Frying tonight? Climate change and the limits of voluntary action

added on November 2, 2009 by Peter Truesdale

The Copenhagen Conference is not just crunch time for efforts to combat destructive climate change. It also questions what are the limits of voluntary corporate responsibility. 

Three months to go and already my desk groans under reports and analyses about the Copenhagen Conference. If there were a Society for the Prevention of Cruelty to Desks it would be seeking to prosecute me. 

Quantity is not always matched by quality, however gems can be found in the dross.  Let’s consider just three. 

Carbon Emissions- Measuring the Risks analyses the greenhouse gas (GHG) emissions of 230 of the S&P 500. Structured by industry sector, the report covers direct and indirect emissions, benchmarks companies within their industry sector, examines the relative financial risk posed by the increased cost of carbon and weighs carbon against other environmental impacts.  The report is clear, succinct and professional. One fact stands out: “For all 230 companies analysed, over 80% of emissions are indirect from suppliers…”  So curtailing climate change relies more on the ability to influence suppliers than on direct action where the companies have control, hardly an optimism-inducing fact.

The Carbon Disclosure Project’s The Carbon Chasm is depressing. To achieve the required 80% cut on 1990 GHG levels by 2050 requires a 3.9% per annum reduction.  The FT Global 100 firms surveyed are achieving only a 1.9% reduction.  “Feeble!” as my English teacher used to say.

Buildings account for 40% of global energy consumption. The WBCSD’s Energy Efficiency in Buildings: Transforming the Market does a little to lift the gloom. It lays out a costed pathway for transformational savings but the pathway: “cannot and will not come through market forces alone”.  So what voluntary corporate action can deliver, while good, is limited.  It is so limited it cannot do the job in hand.

We must now use what for some is an offensive word, rarely mentioned in discourse on corporate citizenship.  It is not the F word but the G word: Government.

Climate change cannot be beaten without concerted government action.  This means agreements between governments on an international regime for carbon reduction.  It means regulation by individual governments and public spending.
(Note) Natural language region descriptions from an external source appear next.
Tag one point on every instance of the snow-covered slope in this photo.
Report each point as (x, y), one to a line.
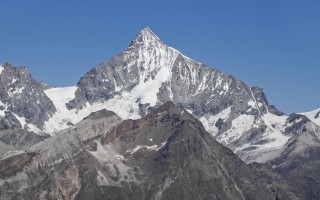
(149, 73)
(314, 116)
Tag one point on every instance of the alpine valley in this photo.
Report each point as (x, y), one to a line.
(151, 123)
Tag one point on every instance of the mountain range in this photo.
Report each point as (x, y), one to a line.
(151, 123)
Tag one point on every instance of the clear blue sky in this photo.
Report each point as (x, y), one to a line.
(273, 44)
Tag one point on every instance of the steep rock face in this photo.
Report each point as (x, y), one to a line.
(23, 103)
(57, 167)
(149, 73)
(299, 162)
(165, 155)
(314, 116)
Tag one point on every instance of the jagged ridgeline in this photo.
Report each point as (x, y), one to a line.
(93, 152)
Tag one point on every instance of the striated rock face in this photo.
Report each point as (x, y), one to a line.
(149, 73)
(23, 103)
(145, 75)
(165, 155)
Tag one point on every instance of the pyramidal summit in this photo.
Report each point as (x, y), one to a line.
(152, 123)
Some surprising companies recognise this.  Step forward ExxonMobil.  Rex Tillerson, Chairman and CEO of the corporation the green lobby loves-to-hate has spoken out boldly: in favour of a carbon tax.  I repeat: in favour of a carbon tax.  The argument is cogently made on page 31 of the 2008 Corporate Citizenship Report.  One of the themes of the argument is that taxing carbon is a simple, clear, unbureaucratic mechanism.

ExxonMobil is not alone.  Other companies too have spoken out about what should be on governments’ climate change agenda.  See for instance Shell’s ‘Calling for change’ (Shell Sustainability Report page 18) or ‘E.ON’s Expectations for a Copenhagen climate agreement 2009’ (E.ON CR Magazine 2008 page 24).
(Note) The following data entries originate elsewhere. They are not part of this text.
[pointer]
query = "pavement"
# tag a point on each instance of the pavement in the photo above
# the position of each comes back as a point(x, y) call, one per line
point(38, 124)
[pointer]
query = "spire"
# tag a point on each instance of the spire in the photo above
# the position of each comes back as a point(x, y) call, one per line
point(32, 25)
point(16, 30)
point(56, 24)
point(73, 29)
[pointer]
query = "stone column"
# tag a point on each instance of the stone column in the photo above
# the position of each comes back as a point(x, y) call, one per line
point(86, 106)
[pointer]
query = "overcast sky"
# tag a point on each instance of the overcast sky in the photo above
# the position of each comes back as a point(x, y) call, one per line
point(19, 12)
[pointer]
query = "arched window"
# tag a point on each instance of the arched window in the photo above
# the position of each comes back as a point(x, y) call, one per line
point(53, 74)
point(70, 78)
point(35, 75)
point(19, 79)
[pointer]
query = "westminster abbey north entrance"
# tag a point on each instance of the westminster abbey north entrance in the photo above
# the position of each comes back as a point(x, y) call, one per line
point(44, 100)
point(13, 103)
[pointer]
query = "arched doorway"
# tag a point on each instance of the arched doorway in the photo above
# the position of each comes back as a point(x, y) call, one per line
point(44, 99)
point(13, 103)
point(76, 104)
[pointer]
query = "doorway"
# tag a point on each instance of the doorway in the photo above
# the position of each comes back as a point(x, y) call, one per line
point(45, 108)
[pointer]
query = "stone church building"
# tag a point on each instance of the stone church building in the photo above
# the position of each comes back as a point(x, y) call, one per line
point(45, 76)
Companies remain under a moral obligation to slash their emissions to avoid damaging, irreversible climate change.  Yet surely there is an equal obligation to recognise and welcome the necessity of government leadership on climate change.  Some clearly have recognised this but overall the literature generated on Copenhagen leaves one with a feeling that the penny has not quite dropped.

If though it is admitted that the limits of what can be achieved through voluntary corporate action have been reached on climate change, might it not be time to review whether the part government can play is being underestimated in some other areas, most notably labour conditions and responsibilities towards consumers?